In his continued efforts to advocate for equal opportunities for disabled athletes to participate, experience, and learn the sport, Nicholls continued his
advocacy pressing for more opportunity. Then, in the 2006/07 season Nicholls decided to approach and engage the USA National Federation by
recruiting Mr John Rosen, (then chairman of the USBSF/US Bobsled & Skeleton Federation). Nicholls invited him to a USAABT Athlete and Sponsor Team Dinner where he made his case to Mr Rosen. But, Rosen was still not convinced that our sport would “fly” and told Nicholls it would take us at least 10 years
to accomplish the task of Paralympic Status. However, gradually, Rosen became more interested and soon became fully engaged in sharing Nicholls vision.
Rosen then became a member of the newly formed FIBT Para Committee initiated by Ivo. Under Kurtz and Rosen’s leadership, it was the USBSF that hosted the
very first Para Bobsled & Skeleton event at the Utah Olympic Park during the 2012 season.
Later, Nicholls was elected to the USA NGB as “Club Development Director” and the first Disabled athlete to ever serve on the USA Bobsled Board of Directors.
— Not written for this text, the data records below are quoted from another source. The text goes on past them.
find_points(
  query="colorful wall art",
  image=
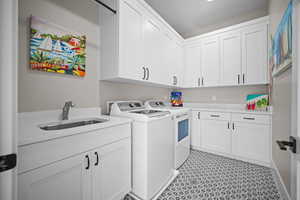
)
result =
(257, 102)
(281, 52)
(54, 49)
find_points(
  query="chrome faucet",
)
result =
(66, 109)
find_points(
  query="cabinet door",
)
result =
(69, 179)
(231, 58)
(210, 61)
(130, 41)
(196, 130)
(192, 74)
(251, 141)
(112, 171)
(216, 136)
(162, 72)
(255, 54)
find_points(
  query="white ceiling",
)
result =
(192, 17)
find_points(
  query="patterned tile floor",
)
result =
(207, 176)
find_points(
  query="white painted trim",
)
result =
(265, 164)
(279, 178)
(261, 20)
(8, 93)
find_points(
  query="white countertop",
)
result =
(29, 131)
(233, 108)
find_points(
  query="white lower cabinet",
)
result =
(240, 136)
(100, 174)
(216, 136)
(251, 141)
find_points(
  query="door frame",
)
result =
(295, 129)
(8, 93)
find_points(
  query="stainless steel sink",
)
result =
(71, 124)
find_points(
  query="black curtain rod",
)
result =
(106, 6)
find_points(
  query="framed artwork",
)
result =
(54, 49)
(281, 52)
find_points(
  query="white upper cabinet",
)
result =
(192, 70)
(231, 58)
(210, 61)
(255, 54)
(138, 45)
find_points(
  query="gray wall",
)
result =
(44, 91)
(229, 95)
(281, 101)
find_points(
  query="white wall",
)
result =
(281, 101)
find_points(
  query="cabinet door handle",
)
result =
(144, 69)
(249, 118)
(97, 159)
(148, 73)
(88, 161)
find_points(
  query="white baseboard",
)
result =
(281, 186)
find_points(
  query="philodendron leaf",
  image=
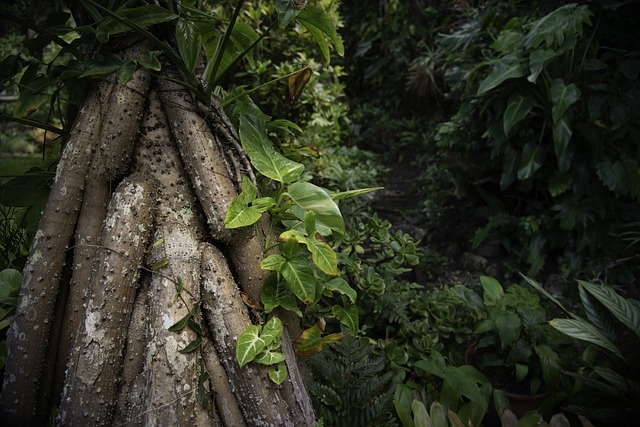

While serving on the board representing both able bodied and disabled club developmental athletes, Nicholls realized soon enough that with limited funds the NGB was not yet “ready” to accept, serve and include disabled athletes as a part of their current mission and responsibility. As a result, he ultimately resigned from that board. But, Nicholls pressed on advocating. During his tenure and despite much objection, he was able to educate, others how they,our Federations and US tracks could become fully compliant with Federal ADA law. Nicholls gained a nick name as “Thor” by quietly swinging his hammer yet “Demanding” equal opportunities for his USAABT and USABSA athletes. He continued to advocate that each and every athlete be given the opportunity to have “Independent Evaluations and Assessments as the ADA required before being excluded from participation. Additionally, he advocated for disabled athletes to have the same opportunities to participate in driver training schools and USA developmental training sessions at both USA Tracks such as UOP G-Force promoting full integration and “equal access” as a cornerstone requirement of the ADA. These “Rights” and opportunities are still in effect today and have been instrumental in growing the sport and provide entry level driver training opportunities that otherwise may not have been possible. We are happy to have developed a model of
integration and training that is now recognized and accepted by other tracks and federations around the world today.
Nicholls still serves as our USABSA Chairman and continues to lead, direct, advocate, recruit, fund raise and engage others in our sport. He is also a member of the USA Para Bobsled Team.
Currently, almost every member of the USA Para Bob and Skeleton Team has been personally recruited by Nicholls, has worn a “Red Coat” and has been a member of the USABSA. Nicholls has also personally recruited the first athletes starting teams from Greece, Australia, Spain, Austria, New Zealand, Italy and more.
Finally, as a result of many dedicated, driven, and committed IBSF officials, Para committee members and Pioneering athletes such as Nicholls, Lanningham, Kuhl and many many more volunteers, track crews and program directors in the USA and all around the Globe, a major milestone has been accomplished. On September 5, 2016, the IPC, International Paralympic Committee gathered in Rio voting in favor of having Para Bobsled provisionally become a full medal sport joining the family of other Winter Paralympic Sports.